The researchers spent nearly a year warning affected companies and agencies whose data they found exposed. Most responded quickly to encrypt communications, though some US critical infrastructure owners alerted more recently have yet to add encryption.
The study required overcoming significant technical challenges. The team developed new methods for aligning consumer-grade satellite equipment and built a general parser capable of decoding seven different proprietary protocol stacks used across the satellite ecosystem. Their work identified and characterised unencrypted traffic that prior academic tools could not parse.
“The fact that this much data is going over satellites that anyone can pick up with an antenna is just incredible,” said Matt Green, Johns Hopkins University computer science professor who reviewed the study. “This paper will fix a very small part of the problem, but I think a lot of it is not going to change.”
Green added he would be shocked if intelligence agencies of any size are not already exploiting the same vulnerabilities. The US National Security Agency warned about lack of encryption for satellite communications in a 2022 security advisory, though the agency did not respond to requests for comment.
The researchers are releasing their open-source software tool for interpreting satellite data on GitHub, arguing it will push more organisations to encrypt their communications despite potentially enabling malicious actors. “As long as we’re on the side of finding things that are insecure and securing them, we feel very good about it,” Schulman stated.

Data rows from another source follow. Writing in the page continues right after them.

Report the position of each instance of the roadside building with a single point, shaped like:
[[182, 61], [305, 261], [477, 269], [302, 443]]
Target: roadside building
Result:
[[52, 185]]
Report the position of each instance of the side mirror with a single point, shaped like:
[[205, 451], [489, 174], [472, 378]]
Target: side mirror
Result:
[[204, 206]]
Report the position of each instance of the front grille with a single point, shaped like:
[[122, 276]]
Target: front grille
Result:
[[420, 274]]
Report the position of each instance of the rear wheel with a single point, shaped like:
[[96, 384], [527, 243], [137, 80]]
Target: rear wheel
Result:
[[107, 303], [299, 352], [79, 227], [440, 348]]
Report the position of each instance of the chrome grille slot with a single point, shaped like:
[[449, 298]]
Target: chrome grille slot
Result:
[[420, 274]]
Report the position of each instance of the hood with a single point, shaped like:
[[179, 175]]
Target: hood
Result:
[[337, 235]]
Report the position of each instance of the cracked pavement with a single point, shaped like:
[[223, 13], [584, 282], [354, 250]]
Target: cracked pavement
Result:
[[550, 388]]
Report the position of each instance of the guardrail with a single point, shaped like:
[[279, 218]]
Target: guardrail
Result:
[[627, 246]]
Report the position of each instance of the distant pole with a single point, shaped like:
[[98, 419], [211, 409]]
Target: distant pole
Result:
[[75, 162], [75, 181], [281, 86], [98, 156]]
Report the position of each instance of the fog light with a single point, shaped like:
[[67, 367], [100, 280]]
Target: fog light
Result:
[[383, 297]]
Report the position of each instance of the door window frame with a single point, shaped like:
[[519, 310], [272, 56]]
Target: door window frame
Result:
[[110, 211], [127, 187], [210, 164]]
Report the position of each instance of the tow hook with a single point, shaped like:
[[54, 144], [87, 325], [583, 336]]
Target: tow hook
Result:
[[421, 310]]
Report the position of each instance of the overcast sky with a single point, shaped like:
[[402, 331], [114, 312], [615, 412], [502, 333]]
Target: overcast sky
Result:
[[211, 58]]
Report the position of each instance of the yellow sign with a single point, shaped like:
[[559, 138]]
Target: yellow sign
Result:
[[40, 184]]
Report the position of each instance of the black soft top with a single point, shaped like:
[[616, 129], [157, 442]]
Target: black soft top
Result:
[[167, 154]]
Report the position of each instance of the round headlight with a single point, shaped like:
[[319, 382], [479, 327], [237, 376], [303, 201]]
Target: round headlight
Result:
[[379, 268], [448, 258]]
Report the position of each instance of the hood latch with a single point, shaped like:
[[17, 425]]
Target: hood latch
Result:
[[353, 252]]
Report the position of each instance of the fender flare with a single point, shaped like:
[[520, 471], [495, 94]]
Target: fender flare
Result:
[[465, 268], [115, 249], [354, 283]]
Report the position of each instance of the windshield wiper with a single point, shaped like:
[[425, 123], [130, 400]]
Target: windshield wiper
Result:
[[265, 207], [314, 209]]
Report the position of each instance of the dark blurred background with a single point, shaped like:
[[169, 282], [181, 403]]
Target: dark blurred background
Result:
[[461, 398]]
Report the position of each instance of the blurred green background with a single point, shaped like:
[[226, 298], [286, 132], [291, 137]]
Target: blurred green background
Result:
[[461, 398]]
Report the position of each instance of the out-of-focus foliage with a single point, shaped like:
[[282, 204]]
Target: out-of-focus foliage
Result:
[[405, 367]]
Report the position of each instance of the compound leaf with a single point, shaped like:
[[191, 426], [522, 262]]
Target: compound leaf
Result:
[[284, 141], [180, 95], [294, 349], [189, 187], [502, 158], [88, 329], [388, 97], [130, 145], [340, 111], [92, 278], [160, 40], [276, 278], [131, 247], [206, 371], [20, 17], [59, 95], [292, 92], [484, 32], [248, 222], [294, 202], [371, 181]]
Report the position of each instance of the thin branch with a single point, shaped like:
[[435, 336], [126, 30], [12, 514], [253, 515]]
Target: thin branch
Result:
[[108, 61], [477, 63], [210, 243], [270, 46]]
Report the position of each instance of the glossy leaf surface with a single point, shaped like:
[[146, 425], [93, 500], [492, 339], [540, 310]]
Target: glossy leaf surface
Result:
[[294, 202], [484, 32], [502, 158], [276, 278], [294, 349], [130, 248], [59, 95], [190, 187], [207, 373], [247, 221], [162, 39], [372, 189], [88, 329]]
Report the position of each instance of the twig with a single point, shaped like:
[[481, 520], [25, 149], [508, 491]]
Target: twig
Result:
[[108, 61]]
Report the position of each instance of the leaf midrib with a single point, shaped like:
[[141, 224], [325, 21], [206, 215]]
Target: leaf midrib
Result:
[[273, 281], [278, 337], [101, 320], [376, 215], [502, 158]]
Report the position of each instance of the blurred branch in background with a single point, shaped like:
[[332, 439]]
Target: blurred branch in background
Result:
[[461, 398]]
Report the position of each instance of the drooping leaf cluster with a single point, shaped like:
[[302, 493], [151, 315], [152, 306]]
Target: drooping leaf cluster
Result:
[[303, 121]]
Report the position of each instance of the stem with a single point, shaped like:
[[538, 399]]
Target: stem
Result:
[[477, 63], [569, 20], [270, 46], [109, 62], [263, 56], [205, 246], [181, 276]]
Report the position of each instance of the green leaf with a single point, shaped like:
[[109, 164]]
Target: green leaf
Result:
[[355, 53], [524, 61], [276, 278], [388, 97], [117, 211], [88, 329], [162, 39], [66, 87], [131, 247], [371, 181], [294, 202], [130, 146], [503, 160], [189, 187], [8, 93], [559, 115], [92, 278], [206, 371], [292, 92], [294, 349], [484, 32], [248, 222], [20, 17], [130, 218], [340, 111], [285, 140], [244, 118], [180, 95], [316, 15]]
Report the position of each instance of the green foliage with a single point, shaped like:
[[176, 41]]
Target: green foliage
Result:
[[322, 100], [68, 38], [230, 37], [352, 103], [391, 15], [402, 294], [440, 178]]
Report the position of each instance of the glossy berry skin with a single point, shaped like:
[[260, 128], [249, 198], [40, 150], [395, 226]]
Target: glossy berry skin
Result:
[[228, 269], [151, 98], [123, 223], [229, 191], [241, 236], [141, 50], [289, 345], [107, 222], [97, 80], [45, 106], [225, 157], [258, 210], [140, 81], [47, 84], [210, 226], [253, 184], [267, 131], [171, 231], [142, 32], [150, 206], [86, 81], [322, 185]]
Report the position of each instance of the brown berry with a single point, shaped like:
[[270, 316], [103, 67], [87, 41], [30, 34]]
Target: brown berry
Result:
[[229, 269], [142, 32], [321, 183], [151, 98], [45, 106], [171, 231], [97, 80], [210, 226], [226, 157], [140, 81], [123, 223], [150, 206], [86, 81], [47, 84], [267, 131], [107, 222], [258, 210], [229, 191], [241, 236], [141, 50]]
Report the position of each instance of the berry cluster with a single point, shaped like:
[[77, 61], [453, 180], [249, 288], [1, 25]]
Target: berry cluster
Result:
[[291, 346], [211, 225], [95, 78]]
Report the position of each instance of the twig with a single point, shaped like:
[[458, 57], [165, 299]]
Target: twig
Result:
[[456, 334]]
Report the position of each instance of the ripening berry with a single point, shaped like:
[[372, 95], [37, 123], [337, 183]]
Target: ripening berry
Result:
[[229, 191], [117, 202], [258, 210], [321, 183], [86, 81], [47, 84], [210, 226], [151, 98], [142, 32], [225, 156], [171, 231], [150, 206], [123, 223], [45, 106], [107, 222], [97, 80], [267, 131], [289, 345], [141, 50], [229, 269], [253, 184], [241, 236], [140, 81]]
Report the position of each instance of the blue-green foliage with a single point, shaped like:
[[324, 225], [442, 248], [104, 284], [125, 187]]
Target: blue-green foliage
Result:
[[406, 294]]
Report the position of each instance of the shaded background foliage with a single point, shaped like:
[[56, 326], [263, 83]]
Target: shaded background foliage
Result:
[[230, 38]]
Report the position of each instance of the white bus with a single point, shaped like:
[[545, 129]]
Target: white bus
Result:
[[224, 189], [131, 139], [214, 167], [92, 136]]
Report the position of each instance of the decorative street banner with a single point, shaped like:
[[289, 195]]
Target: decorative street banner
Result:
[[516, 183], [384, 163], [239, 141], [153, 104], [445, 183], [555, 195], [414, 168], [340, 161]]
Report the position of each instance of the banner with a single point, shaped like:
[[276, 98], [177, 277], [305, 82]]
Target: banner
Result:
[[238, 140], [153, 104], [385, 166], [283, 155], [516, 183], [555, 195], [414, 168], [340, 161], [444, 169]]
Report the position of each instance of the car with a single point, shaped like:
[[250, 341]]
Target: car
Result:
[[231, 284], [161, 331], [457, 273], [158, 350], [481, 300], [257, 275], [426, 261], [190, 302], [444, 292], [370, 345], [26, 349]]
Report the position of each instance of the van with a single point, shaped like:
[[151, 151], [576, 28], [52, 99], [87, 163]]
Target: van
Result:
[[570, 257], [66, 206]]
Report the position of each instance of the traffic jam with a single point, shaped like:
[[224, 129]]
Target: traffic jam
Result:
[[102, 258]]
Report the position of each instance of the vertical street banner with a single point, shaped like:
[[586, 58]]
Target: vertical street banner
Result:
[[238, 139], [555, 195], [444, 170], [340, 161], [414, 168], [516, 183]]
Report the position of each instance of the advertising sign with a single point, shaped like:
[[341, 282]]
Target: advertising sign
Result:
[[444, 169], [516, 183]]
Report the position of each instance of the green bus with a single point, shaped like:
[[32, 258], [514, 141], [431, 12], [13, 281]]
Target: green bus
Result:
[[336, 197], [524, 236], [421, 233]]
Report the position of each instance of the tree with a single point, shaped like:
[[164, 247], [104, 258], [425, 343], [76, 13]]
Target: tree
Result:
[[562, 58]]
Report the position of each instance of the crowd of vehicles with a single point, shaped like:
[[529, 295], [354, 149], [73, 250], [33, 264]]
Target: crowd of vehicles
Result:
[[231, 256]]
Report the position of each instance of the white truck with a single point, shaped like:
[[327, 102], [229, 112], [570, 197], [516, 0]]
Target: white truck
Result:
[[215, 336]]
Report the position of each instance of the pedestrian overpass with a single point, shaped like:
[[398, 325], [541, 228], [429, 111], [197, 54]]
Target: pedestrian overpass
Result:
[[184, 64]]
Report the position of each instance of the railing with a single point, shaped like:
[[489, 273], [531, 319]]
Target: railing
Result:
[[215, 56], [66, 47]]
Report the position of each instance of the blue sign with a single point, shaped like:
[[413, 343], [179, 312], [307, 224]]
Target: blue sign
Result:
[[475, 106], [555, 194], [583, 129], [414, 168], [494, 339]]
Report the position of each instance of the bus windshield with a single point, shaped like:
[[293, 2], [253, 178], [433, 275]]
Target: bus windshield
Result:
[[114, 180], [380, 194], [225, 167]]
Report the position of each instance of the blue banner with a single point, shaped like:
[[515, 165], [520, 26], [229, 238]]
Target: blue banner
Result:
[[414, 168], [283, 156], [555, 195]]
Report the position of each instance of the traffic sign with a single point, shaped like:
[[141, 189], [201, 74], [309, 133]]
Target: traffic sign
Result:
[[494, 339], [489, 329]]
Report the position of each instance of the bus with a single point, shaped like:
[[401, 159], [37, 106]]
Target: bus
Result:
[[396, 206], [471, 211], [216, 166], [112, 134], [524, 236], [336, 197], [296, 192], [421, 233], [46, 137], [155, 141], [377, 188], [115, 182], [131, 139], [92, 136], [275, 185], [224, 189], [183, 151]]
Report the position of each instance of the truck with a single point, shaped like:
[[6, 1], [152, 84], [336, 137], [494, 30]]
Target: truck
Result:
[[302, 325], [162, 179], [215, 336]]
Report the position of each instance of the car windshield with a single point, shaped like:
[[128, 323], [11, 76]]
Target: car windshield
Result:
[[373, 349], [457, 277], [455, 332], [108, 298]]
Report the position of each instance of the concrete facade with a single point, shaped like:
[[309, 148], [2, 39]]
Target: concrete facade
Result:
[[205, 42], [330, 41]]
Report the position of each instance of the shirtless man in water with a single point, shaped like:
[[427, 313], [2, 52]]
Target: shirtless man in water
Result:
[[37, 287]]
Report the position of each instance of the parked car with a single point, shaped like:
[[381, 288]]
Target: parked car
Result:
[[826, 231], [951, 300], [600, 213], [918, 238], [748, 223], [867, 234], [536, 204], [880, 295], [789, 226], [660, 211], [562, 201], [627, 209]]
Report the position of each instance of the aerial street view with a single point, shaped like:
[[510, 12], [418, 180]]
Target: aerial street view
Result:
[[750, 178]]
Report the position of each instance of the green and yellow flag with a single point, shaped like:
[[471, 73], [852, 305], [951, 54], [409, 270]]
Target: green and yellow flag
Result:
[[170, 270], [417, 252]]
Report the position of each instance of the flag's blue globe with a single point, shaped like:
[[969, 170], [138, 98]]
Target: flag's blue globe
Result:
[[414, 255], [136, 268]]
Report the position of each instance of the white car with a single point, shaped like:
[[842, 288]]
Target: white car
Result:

Multiple factors contribute to the persistent lack of encryption, according to the researchers. These include economic disincentives such as additional licence fees for enabling terminal encryption, efficiency concerns with 20 to 30 per cent capacity losses, reliability requirements for emergency services, usability challenges including systems failing open when encryption is misconfigured, and legacy export controls on cryptography.
The Satellite Industry Association stated it remains diligent in monitoring the threat landscape and continues participating in security efforts with government agencies, industry working groups and international standards bodies, though it declined to comment on specific company issues.